Nice shots Werebo .. we have a lot of similar "acts" happening here in Athens .. unusual considering Greek / Mediterranean temperament


----------



## WereBo (Apr 5, 2008)

Hehehehe.... I had a hard job not bursting out loud with laughter when, soon after the lady in the 1st pic resumed her stand, a 4-5 year-old came and gently prodded her skirts asking her parents if it was a real statue - the 'statue' bent over and caressed the girl's cheek and smiled at her, upon which the little'un went absolutely wide-eyed and ran shrieking back to hide behind Mom and Dad - Absolute magic :grin:


----------



## Mack (Nov 8, 2004)

Really great captures. They are amazing.

Had a simular thing ahappen to my Son as that little girl. He got a bit to close to the money cup this street performer so the "Statue" let out a growl. My Son jumped into the air crying.


----------



## WereBo (Apr 5, 2008)

That guy is excellent (along with the pic), even the pigeon is fooled by him :grin:


I took these ones some years ago, at the 'Riverside Festival' on London's Southbank'....

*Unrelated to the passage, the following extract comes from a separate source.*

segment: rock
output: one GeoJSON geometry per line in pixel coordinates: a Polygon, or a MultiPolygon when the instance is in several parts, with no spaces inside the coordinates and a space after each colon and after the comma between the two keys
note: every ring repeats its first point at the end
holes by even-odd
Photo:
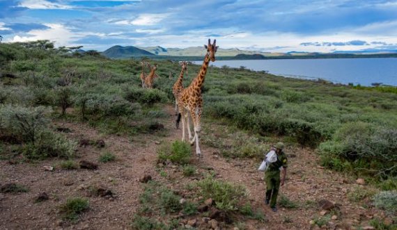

The 'Blue Guitar' was good, every few minutes, he'd suddenly play a few bars of Flamenco, then stop again just as people started to turn round to look :grin:











I suspect this girl is the 'Green Lady' above, the face and figure are very similar, though her face is deep-shadowed in the pic further up.....











No relation..... :grin:


----------



## Allen Barra (Apr 19, 2012)

I have always believed that these people are great actors. Last year I saw in Italy similar actors during my trip.


----------